# Dart package to solve the Chinese Postman Problem for undirected, weighted graphs:

#### How to travel through each edge and return to the start in the shortest way possible

```
import 'package:chinese_postman/chinese_postman.dart';
void main() {
Postman p = Postman();
// Repeating entries in the graph will not add duplicate edges.
// If the original graph contains duplicate edges,
// add new vertices with a distance of 0 from other vertices.
Map<int, Map<int, double>> graph = {
1: {2: 6, 5: 10, 4: 10, 3: 10},
2: {5: 7, 7: 16},
3: {4: 10, 6: 7},
4: {5: 1, 6: 5},
5: {7: 7},
6: {7: 13},
//This will not change the result
//since the edges are already above
// 7: {2: 16, 5: 7, 6: 13}
};
List<int> tour = p.postmanTour(graph, startingVertex: 2);
print(tour);
print('total cost: ${p.cost()}');
}
```

This outputs a path like the following:

```
[2, 5, 7, 5, 4, 1, 3, 4, 6, 3, 6, 7, 2, 5, 1, 2]
total cost: 123.0
```

The start/end vertex is 2. There may be multiple solutions, but there will only be one output.

The list above shows the path to traverse each edge and return to vertex 2.

Some edges in the solution are duplicated. This is unavoidable. A more detailed explanation of how to solve the problem is below.

## Chinese Postman Problem

Firstly, the graph must be connected (there should be a path between any 2 vertices).

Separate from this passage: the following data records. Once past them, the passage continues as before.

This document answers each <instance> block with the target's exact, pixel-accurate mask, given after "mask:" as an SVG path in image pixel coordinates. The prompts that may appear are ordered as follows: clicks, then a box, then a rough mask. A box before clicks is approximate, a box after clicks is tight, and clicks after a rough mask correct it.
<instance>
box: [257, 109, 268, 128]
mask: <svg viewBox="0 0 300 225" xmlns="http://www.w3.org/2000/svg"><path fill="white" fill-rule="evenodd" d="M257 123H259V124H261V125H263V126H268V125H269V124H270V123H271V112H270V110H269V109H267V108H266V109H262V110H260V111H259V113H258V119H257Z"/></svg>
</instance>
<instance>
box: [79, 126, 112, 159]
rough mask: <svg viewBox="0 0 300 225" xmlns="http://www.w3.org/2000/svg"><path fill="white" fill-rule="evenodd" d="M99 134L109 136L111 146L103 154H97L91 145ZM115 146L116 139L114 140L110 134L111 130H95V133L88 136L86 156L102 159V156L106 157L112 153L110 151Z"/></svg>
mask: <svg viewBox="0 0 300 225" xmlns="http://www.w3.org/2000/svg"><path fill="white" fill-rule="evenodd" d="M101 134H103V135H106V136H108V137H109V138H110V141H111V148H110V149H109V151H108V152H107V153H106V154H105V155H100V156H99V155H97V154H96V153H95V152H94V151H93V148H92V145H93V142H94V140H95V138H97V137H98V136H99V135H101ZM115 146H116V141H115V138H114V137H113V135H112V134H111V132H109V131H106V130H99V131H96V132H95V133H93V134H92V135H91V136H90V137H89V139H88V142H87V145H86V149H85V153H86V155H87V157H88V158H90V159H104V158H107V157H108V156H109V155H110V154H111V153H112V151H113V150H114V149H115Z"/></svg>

The first thing to do is count how many edges meet at each vertex (called the "degree" of the vertex).

If the degree is odd, the vertex is called an "odd vertex."

If there are no odd vertices, there is an optimal solution where no edges are repeated. This is called an "eulerian" path.

In a connected graph, there will always be an even number of odd vertices.

For the connected example above, the odd vertices are 2, 3, 6, and 7. We have to arrange these into pairs to minimize the distance traveled. This will then tell us which edges will need to be repeated.

There are only 3 matchings:

1 - `2,3`

,`6,7`

2 - `2,6`

,`7,3`

3 - `2,7`

,`6,3`

but for more vertices, the number grows substantially. (For 16 odd vertices, there would be over 2 million matchings.) Thus we need a more efficient algorithm to find the optimal matchings. This package uses the Edmonds blossom algorithm.

[The Dart code was translated from repositories by simlu and mattkrick, which were based on this Python implementation. Code was altered to find a mininum-cost instead of maximum-cost matching.]

Note: For a weighted graph like above, the length of each edge does not correspond to the length of line drawn, so the shortest path between 2 odd vertices may not be a straight line.

For example, the shortest distance between vertices 2 and 7 is not the straight line with length 16, but to go from vertex 2 to 5 to 7, which is 14.

[This package uses the dijkstra package to find the shortest distance between each pair of odd vertices.]

The total distance, or cost, between each pair of odd vertices is:

`2,3`

,`6,7`

= 16 + 13 = 29

`2,6`

,`7,3`

= 13 + 18 = 31

`2,7`

,`6,3`

= 14 + 7 = 21

So we choose the third option. We will need to repeat the edges that give the shortest path between 2 and 7 (repeat 2 to 5 and 5 to 7), and repeat 6 to 3.

The duplicate edges now make the graph eulerian. Hierholzer's algorithm is used to find the order in which to travel each edge, shown by the numbers in red.